Sharing `SourceFile`s between `createWatchProgram` calls #35676

bradzacher · 2019-12-14T00:03:29Z

Search Terms

SourceFile, createWatchProgram, DocumentRegistry, WatchOfConfigFile

Background

A bit of background first, over in @typescript-eslint, we use the compiler API to parse files. The user passes us a set of tsconfigs, and we create a program for each of those projects. ESLint then asks us to parse a file, and we take the the pre-parsed AST, transform it to the ESTree AST spec, and return the new AST, as well as the Program. The former ESLint traverses to power all lint rules, the latter our type-aware lint rules use to do statically analysis.

Our parser has to support two use cases:

the "one-and-done" CLI run use case, where every file is parsed and linted exactly once, and then the process exits.
the "never ending story" IDE use case, where each file can be parsed 1..n times, each time with potentially different contents.

Because of the way ESLint is designed^[1], it has to support both of these use cases at the same time, without any information about which case the current run is.

Because of this, we built our parser on top of the createWatchProgram API, because it provides a BuilderProgram instead of a Program, which is more amenable to the incremental updates we get in the IDE use case. We provide a customised WatchCompilerHost, which does not rely on filesystem watchers^[2], and instead manually call the watch callbacks whenever ESLint tells us there's new file content. There's also a bit of code around detecting if a file is new, or if a file has been deleted.

If you're interested, the code is here: https://github.com/typescript-eslint/typescript-eslint/blob/835378e505f462d965ce35cc4c81f8eee1704a30/packages/typescript-estree/src/create-program/createWatchProgram.ts#L227

[1] - ESLint only really has one API - the CLIEngine, which is used in the same way in both their CLI, and 3rd-party IDE extensions, such as vscode-eslint
[2] - We cannot use file watchers due to the CLI use case, which has to exit automatically as soon as the lint run is finished.

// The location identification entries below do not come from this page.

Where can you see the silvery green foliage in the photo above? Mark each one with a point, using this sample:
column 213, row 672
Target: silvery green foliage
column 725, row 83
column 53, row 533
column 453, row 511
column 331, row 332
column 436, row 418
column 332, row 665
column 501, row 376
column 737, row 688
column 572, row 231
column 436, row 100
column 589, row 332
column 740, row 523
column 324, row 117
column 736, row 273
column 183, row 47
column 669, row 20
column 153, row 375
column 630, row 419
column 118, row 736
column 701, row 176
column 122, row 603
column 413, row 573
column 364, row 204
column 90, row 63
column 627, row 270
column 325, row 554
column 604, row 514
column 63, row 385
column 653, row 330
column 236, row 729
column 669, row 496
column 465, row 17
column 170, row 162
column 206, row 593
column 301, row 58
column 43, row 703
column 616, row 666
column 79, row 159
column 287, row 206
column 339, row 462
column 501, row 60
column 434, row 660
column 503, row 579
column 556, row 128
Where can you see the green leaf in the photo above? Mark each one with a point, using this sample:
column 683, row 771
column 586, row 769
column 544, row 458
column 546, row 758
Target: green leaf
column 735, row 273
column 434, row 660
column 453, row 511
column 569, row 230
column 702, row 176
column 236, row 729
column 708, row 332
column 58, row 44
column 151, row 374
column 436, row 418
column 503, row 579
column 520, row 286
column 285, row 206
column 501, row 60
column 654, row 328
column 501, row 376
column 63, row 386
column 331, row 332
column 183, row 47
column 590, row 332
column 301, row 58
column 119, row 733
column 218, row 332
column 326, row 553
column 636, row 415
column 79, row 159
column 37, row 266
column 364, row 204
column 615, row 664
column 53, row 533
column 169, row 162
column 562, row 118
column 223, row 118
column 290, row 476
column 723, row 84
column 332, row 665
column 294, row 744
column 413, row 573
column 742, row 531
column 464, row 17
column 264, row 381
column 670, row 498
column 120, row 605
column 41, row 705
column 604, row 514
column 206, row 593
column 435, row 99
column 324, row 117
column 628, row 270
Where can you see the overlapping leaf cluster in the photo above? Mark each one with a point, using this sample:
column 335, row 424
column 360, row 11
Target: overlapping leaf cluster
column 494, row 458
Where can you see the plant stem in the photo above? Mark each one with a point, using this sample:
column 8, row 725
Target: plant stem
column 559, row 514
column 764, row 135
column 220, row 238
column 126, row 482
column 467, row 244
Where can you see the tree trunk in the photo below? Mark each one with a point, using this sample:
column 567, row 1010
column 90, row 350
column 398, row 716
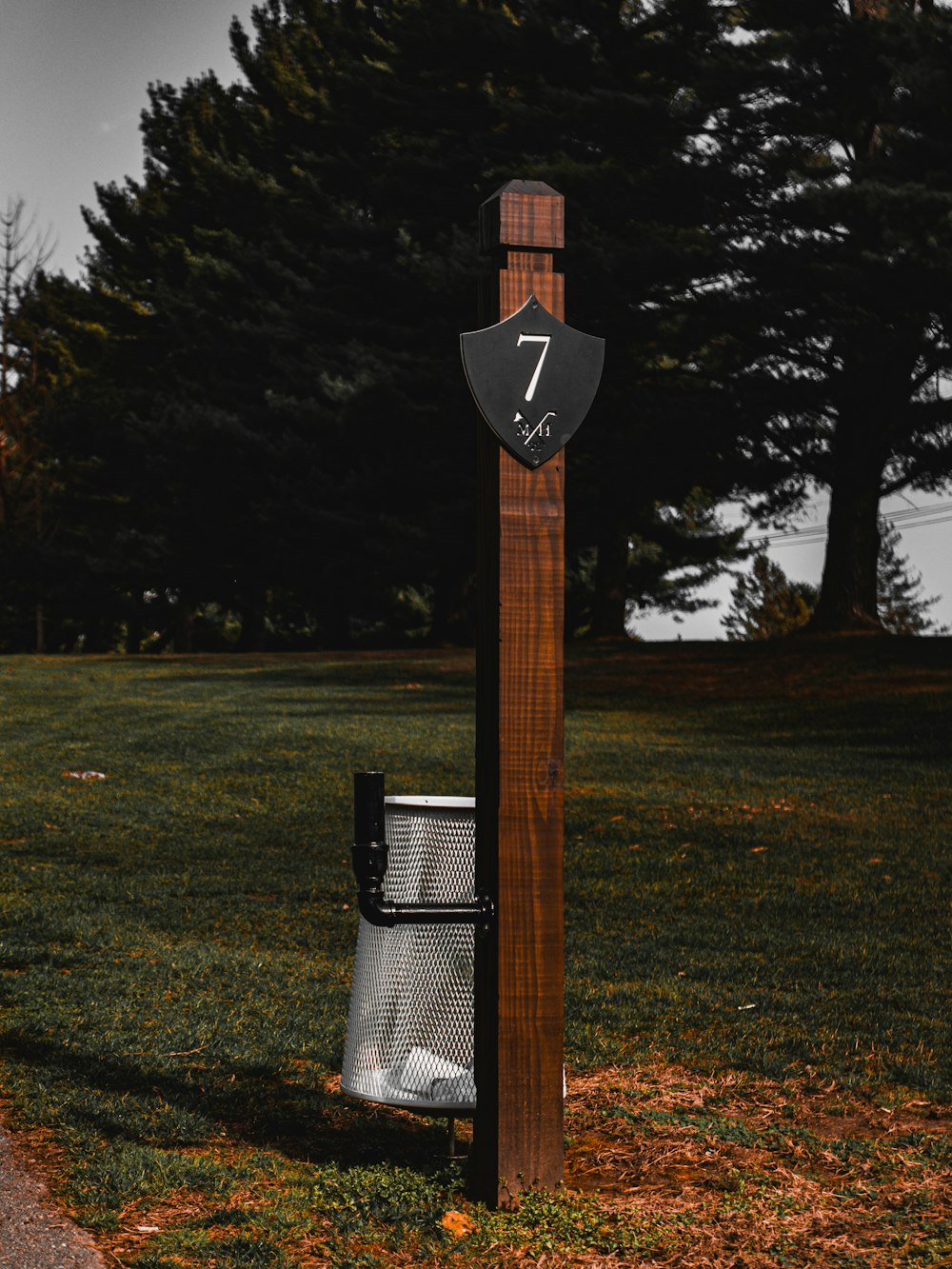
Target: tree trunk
column 848, row 591
column 609, row 602
column 183, row 621
column 253, row 608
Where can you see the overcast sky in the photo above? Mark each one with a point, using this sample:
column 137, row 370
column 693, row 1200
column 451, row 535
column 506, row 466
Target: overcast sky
column 72, row 84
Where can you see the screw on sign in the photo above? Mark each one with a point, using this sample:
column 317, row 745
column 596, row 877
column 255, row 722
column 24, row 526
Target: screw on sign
column 533, row 380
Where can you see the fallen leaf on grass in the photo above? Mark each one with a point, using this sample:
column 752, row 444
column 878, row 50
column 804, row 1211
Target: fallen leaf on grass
column 457, row 1223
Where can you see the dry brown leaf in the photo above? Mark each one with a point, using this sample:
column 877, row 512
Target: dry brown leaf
column 459, row 1223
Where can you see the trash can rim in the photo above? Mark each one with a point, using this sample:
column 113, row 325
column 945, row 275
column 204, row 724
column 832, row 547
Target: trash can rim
column 438, row 803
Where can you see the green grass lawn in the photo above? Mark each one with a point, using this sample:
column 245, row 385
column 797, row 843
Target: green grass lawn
column 758, row 910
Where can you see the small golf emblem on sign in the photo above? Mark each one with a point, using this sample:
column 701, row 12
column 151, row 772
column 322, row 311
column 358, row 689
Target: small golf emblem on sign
column 533, row 380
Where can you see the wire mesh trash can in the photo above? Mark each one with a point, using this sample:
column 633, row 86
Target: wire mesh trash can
column 409, row 1033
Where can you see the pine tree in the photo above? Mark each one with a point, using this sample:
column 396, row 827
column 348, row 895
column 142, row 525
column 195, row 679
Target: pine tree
column 300, row 256
column 765, row 605
column 838, row 273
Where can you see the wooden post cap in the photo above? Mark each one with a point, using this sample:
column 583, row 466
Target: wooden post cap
column 524, row 213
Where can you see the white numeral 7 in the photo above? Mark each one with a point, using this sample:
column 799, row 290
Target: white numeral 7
column 535, row 339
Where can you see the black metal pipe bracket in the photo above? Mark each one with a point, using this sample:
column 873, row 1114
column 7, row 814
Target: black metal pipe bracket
column 369, row 857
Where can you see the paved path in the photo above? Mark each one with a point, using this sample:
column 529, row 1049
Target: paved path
column 33, row 1234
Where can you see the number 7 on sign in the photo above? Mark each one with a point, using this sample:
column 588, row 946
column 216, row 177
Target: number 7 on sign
column 535, row 339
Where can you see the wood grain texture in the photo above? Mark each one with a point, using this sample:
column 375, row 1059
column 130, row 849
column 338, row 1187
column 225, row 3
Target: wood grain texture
column 518, row 1140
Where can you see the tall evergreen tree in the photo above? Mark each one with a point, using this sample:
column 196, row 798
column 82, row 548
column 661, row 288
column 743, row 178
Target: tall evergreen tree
column 838, row 273
column 291, row 274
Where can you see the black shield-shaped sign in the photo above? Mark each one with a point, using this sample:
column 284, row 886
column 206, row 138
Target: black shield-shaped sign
column 533, row 380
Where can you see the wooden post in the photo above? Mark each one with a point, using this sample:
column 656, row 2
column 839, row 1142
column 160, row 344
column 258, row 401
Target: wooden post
column 518, row 1140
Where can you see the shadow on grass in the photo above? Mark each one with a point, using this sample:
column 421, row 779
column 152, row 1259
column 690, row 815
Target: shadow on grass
column 251, row 1104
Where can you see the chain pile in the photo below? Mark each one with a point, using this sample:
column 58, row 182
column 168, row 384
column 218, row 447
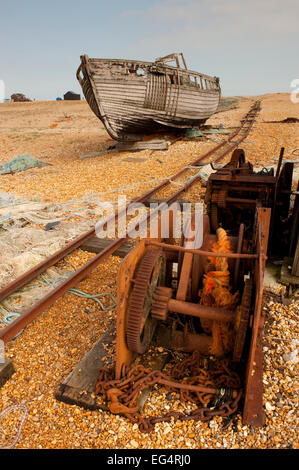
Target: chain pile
column 215, row 390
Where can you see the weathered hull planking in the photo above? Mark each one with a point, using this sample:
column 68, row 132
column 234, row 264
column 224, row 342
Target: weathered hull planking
column 136, row 98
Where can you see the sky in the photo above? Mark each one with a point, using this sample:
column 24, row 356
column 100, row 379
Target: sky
column 252, row 45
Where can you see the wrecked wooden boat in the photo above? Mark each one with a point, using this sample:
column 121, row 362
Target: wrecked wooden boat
column 135, row 98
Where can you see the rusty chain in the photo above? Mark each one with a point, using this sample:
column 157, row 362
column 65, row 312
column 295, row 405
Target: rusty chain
column 215, row 390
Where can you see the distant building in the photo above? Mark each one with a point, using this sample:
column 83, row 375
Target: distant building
column 71, row 95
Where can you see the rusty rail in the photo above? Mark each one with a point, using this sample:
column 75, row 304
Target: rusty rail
column 33, row 312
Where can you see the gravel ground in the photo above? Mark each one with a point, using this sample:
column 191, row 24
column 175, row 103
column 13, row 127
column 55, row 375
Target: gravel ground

I tried non-persistent file watchers, but they are are pretty slow, filled with edge cases and are all around a real pain. Additionally file watchers are async, which doesn't work in ESLint's synchronous world.

Problem

So with all that being said, what's the problem?

For multi-package monorepos, a user will pass us a set of tsconfigs - one per package. We then go ahead and call createWatchProgram once per tsconfig. Simple enough, right?

The problem is we're hitting performance issues and OOMs (typescript-eslint/typescript-eslint#1192) for large projects, or just smaller, highly-interdependent projects with many packages.

As far as I can tell^[3], the problem is that each program is independent, and isolated. If package A and package B both depend on package C, then we will have 3 copies of package C in 3 separate programs. For monorepos that are interdependent, this can cause the memory footprint be 2 or more times higher than it should be. For monorepos that share npm dependencies, this can cause a constant increase in the memory footprint.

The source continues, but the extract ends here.